- Tell the student that you are filling boxes of eggs. The boxes are similar to tens frames. Show the student an empty tens frame and ask the following questions:
a. If I have already put seven eggs in the box, how many eggs do I need to fill the box?
b. If I give you a full box and you take out four eggs, how many eggs are left in the box?
- Tell the student that you have a machine that doubles numbers. If you put in a 2, out comes a 4!
What will the machine produce if you put in the number:
What to notice in the student’s response
Does the student have fast, fluent recall of their basic facts for:
- addition and subtraction facts to 10?
- doubling to 20?
Observe whether the student uses another method to solve each problem, for example, counting on their fingers.
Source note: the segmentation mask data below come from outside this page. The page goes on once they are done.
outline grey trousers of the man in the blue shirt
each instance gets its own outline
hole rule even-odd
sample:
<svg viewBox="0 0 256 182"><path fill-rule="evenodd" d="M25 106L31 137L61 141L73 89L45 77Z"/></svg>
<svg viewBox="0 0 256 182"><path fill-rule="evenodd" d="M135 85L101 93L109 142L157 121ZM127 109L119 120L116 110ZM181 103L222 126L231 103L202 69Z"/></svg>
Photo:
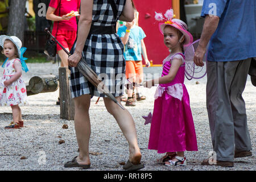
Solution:
<svg viewBox="0 0 256 182"><path fill-rule="evenodd" d="M207 111L217 160L233 161L234 150L251 150L242 98L250 61L207 61Z"/></svg>

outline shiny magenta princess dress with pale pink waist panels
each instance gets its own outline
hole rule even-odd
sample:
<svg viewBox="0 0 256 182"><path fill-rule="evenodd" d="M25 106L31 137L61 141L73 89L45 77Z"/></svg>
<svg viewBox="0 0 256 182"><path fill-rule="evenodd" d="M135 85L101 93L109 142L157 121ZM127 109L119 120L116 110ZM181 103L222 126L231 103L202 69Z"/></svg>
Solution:
<svg viewBox="0 0 256 182"><path fill-rule="evenodd" d="M170 83L159 84L155 92L154 111L148 149L158 153L197 151L197 140L189 95L184 85L185 63L181 54L163 60L162 76L168 75L174 57L182 59L177 74Z"/></svg>

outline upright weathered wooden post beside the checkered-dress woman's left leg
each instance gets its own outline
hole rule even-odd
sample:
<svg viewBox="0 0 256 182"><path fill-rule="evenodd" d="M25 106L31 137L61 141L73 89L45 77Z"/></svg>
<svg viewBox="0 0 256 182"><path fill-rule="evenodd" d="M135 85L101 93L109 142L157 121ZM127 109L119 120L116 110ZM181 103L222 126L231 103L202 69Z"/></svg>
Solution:
<svg viewBox="0 0 256 182"><path fill-rule="evenodd" d="M75 109L69 88L69 70L65 67L59 68L60 82L60 118L74 120Z"/></svg>

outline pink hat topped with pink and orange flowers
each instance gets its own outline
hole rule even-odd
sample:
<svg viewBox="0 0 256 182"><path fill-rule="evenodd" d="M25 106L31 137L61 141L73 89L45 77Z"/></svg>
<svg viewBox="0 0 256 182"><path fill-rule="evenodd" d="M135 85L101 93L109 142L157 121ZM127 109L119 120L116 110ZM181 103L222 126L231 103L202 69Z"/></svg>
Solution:
<svg viewBox="0 0 256 182"><path fill-rule="evenodd" d="M174 10L170 9L166 11L166 14L164 14L166 18L163 18L162 13L156 13L155 12L155 19L156 20L163 20L165 19L166 22L164 23L159 23L159 30L161 34L163 34L164 27L166 26L172 26L177 28L177 30L181 31L181 33L185 36L185 41L183 43L183 46L189 46L193 42L193 36L191 33L188 32L188 26L185 24L182 20L180 19L174 19Z"/></svg>

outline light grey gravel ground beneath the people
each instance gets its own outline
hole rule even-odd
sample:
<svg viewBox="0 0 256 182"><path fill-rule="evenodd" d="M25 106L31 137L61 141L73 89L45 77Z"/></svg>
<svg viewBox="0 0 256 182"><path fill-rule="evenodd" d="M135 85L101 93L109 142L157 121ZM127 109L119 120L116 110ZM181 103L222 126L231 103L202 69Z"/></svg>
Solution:
<svg viewBox="0 0 256 182"><path fill-rule="evenodd" d="M30 71L23 73L23 78L28 82L34 75L57 75L57 64L28 64ZM1 70L1 74L2 74ZM144 73L160 73L160 67L144 68ZM238 158L234 160L233 168L201 166L203 159L208 157L212 151L208 115L206 109L205 86L206 77L200 80L185 80L191 101L191 109L195 122L197 144L199 151L186 152L187 166L165 167L156 164L156 159L163 154L148 150L147 143L150 132L150 124L144 125L142 115L152 112L154 106L155 87L151 89L142 88L147 100L137 102L135 107L126 107L133 115L137 128L139 147L142 152L142 163L144 170L252 170L255 167L255 150L253 156ZM196 84L199 81L199 84ZM247 119L250 131L251 143L255 148L255 121L256 121L256 88L251 84L248 77L243 98L246 102ZM64 168L63 164L78 155L77 141L74 122L60 119L60 107L55 105L59 90L51 93L40 93L29 96L28 106L22 106L24 128L18 130L5 130L12 119L11 107L0 107L0 170L81 170L79 168ZM89 170L122 170L121 162L126 162L129 156L128 144L123 137L115 119L104 106L102 98L96 105L96 97L92 98L90 106L90 119L92 134L90 138L90 160ZM63 129L67 124L68 129ZM60 140L65 143L59 144Z"/></svg>

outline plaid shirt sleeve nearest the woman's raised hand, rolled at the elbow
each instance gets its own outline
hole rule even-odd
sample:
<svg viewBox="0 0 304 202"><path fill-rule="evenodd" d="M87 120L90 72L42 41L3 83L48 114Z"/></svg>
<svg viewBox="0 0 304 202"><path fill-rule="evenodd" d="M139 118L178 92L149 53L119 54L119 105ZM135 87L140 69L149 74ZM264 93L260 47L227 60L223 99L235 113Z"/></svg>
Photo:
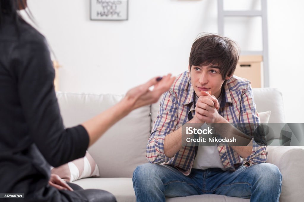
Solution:
<svg viewBox="0 0 304 202"><path fill-rule="evenodd" d="M177 99L174 97L172 89L170 89L164 94L160 102L160 110L149 136L146 157L150 163L167 163L171 159L164 153L164 140L166 135L176 129L178 122L177 104Z"/></svg>

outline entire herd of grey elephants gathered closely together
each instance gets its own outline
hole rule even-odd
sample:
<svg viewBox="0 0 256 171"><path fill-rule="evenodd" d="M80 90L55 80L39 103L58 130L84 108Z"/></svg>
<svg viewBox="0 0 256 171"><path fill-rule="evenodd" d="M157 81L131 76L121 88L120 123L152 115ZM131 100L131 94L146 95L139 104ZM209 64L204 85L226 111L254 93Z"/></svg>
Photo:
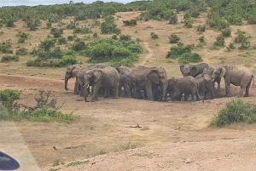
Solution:
<svg viewBox="0 0 256 171"><path fill-rule="evenodd" d="M76 78L74 94L84 96L84 101L89 102L88 94L92 95L91 101L104 97L118 98L124 89L128 98L144 100L200 100L199 94L207 94L215 98L214 84L218 83L220 89L221 78L224 77L225 93L230 96L230 84L240 86L239 96L248 96L249 88L254 81L253 72L246 66L218 66L215 69L207 63L197 65L181 65L181 78L167 78L166 70L162 67L137 66L129 69L125 66L114 68L112 66L90 65L68 66L65 75L65 89L69 78ZM91 86L91 91L90 91Z"/></svg>

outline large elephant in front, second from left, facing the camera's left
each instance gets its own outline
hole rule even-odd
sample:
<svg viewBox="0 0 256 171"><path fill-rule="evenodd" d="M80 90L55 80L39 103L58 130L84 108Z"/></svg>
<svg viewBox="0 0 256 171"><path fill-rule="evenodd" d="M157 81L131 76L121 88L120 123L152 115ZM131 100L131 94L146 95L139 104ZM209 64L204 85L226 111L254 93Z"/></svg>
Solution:
<svg viewBox="0 0 256 171"><path fill-rule="evenodd" d="M109 94L109 88L113 88L113 98L118 98L119 72L112 66L94 68L84 72L84 101L87 100L87 85L93 84L92 102L98 100L97 92L99 88L105 88L105 94ZM105 96L106 97L106 96Z"/></svg>

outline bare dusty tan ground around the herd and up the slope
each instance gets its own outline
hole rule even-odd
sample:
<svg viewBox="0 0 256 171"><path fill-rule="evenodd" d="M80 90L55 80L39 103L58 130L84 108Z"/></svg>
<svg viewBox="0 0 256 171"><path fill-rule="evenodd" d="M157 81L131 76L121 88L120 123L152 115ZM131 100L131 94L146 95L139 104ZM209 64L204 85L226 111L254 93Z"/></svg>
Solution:
<svg viewBox="0 0 256 171"><path fill-rule="evenodd" d="M127 20L137 16L137 13L117 15ZM197 24L200 24L203 18L198 20ZM151 31L165 34L173 28L148 21L138 23L134 29L122 26L121 22L118 20L123 32L134 34L137 30L136 37L143 40L146 53L137 65L164 66L168 77L181 77L177 62L162 63L170 48L164 36L157 40L160 46L155 46L155 40L148 36ZM176 27L180 29L175 32L180 32L186 40L188 30ZM140 31L143 33L140 34ZM247 26L247 32L250 31L255 31L255 28ZM209 31L205 34L208 46L214 41L210 38L212 35L218 33ZM219 55L234 55L221 50L211 52L208 48L203 49L201 54L212 65L219 65ZM238 54L243 53L236 52L235 59ZM227 58L226 63L230 61L232 64L233 60ZM246 65L247 60L241 63ZM212 117L227 101L234 99L222 97L223 83L220 92L216 92L222 98L215 100L155 102L120 97L85 103L83 98L72 92L74 80L69 82L70 90L64 90L65 68L28 69L13 64L1 67L0 88L20 90L20 103L33 105L38 89L50 90L58 99L58 104L64 102L61 111L80 116L71 124L1 122L0 149L18 159L20 170L256 170L255 125L208 127ZM250 63L250 68L254 70L253 63ZM236 87L231 89L234 95L238 91ZM255 102L255 96L256 89L251 88L250 97L244 100ZM84 161L88 162L79 164ZM67 164L77 166L67 167Z"/></svg>

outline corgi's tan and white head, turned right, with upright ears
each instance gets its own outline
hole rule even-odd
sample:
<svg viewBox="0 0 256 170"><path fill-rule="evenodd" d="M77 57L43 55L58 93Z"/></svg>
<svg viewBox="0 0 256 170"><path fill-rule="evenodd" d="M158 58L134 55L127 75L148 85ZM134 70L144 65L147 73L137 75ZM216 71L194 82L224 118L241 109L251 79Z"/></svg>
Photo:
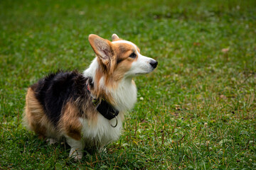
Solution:
<svg viewBox="0 0 256 170"><path fill-rule="evenodd" d="M102 72L115 80L152 72L158 64L156 60L141 55L137 45L119 39L116 34L112 35L112 42L90 34L89 42Z"/></svg>

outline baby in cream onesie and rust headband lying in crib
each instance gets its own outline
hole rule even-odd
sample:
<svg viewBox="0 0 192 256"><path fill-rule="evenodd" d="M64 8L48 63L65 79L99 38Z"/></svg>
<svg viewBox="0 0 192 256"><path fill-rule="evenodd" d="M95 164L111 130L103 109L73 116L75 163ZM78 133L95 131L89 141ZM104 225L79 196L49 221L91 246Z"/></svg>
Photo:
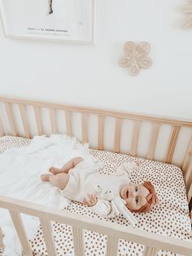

Deliberate acts of teaching
- +/– Flashcards (Material master 4-29) (PDF, 73KB)
- Number Boggle (Material master 4-35) (PDF, 52KB)
- Memory Doubles game
Identifying patterns and relationships is a key component of mathematical thinking. When learning a new basic facts set, the emphasis should be on making connections between different facts.
Have the student explore the relationships between the three numbers on each card by writing out families of addition and subtraction equations. For example, for 3, 9, 6, the student could write and read aloud 3 + 6 = 9, 6 + 3 = 9, 9 – 6 = 3, and 9 – 3 = 6. Cover up one of the numbers and ask the student to work out what the hidden number is. Have them practise with a small number of cards until they can work out the answers without reverting to counting, gradually adding cards as the student recalls each fact more easily.
Give the student practice at naming the doubles facts to 20, starting with doubles to 10. Play the Memory Doubles game (www.nzmaths.co.nz) with the student.
What to do next if the student is stuck
Help the student to develop part–whole thinking by using counters and coloured pens. Ask the student to make a group of eight using counters, starting with one blue counter and seven red counters. Write the equation using blue, red, and black pens. Ask the student to make eight using two blue counters, and then three blue counters, continuing until there are eight blue counters and no red counters. Give the student another number to work with and ask them to write as many equations as they can, using the counters as a guide.
Give the student practice with doubles to 10, encouraging them to use their fingers as a visual aid.
Initiating home-based activities
Print out the Number Boggle game (www.nzmaths.co.nz). Ask the student to use it to find at least five equations and to write them out in full.
Number Facts Activities for Advanced Counting Children (www.nzmaths.co.nz) provides suggestions of activities that can be played at home.
Next teaching steps back in the classroom
Continue working on the transition from advanced counting to early additive, using the learning experiences described in Book 5: Teaching Addition, Subtraction, and Place Value.